Women who are about to give birth may be pleasantly surprised to hear that they have more pain relief options in a growing number of birthing clinics across the country. Though nitrous oxide (also known as “laughing gas”) may be something you are used to being offered at the dentist, the pain-relieving drug is now being disbursed to women in the throws of labor with a “so far so good” approval rating according to many of those who have tried it.

Today reports about the growing trend of using laughing gas instead of epidural during child birth and how we may see more clinics offering nitrous oxide in the future.

The Minnesota Birthing Center is among one of the growing number of clinics allowing women to try nitrous oxide to relieve pain from contractions. Doctors give women more control over their pain relief by allowing them to self-administer the gas via a mask in their room. Mom Jenna White was pleased with the results of laughing gas while giving birth at the clinic and thinks it’s a good alternative for those who don’t want an epidural. She says, “It felt more like a middle ground than getting an epidural. It’s totally patient controlled, I had complete control over when I took breaths and how many breaths to take.”

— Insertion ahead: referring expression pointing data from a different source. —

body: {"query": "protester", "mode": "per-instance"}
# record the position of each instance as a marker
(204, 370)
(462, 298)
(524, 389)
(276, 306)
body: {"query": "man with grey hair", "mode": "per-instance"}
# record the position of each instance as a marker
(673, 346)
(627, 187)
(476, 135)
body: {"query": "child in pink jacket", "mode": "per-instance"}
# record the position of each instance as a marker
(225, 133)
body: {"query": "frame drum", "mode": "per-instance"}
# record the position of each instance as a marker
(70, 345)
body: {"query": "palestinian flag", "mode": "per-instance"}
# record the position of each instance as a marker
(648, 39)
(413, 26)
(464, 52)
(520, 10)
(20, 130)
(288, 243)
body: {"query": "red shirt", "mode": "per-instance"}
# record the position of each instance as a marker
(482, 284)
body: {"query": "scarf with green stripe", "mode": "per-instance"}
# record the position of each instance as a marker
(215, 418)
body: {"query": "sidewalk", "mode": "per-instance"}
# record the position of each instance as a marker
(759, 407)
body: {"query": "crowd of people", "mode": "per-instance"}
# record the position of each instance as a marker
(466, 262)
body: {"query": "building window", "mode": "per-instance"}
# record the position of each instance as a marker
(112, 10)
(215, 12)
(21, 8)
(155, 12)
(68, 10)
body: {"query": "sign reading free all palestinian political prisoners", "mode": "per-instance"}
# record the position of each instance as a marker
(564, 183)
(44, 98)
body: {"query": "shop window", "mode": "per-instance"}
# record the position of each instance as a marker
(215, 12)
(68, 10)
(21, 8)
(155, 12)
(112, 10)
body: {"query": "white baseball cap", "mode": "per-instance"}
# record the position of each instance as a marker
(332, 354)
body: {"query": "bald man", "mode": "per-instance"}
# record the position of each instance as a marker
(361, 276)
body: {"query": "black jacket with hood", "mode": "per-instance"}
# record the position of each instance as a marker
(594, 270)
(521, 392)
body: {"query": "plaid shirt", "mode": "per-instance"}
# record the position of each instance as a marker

Nitrous oxide seems to be pretty safe for newborns too as babies born to moms who used laughing gas have similar Apgar scores to those who used no pain relief during labor or used an epidural. But for the mom who is looking for significant pain relief, the gas may not be the way to go. Dr. Errol Norwitz, chairman of the department of obstetrics and gynecology at Tufts Medical Center in Boston, explains how the gas is not for everyone. He says, “It’s used to just take the edge off the pain. There are some women who won’t need anything more... (but) having worked with it a lot, I will say that for most people, it doesn’t give adequate pain relief.”

What do you think of adding the option of laughing gas at hospitals and birthing clinics for women in labor?

Do you think nitrous oxide will become a popular pain reliever for women giving birth?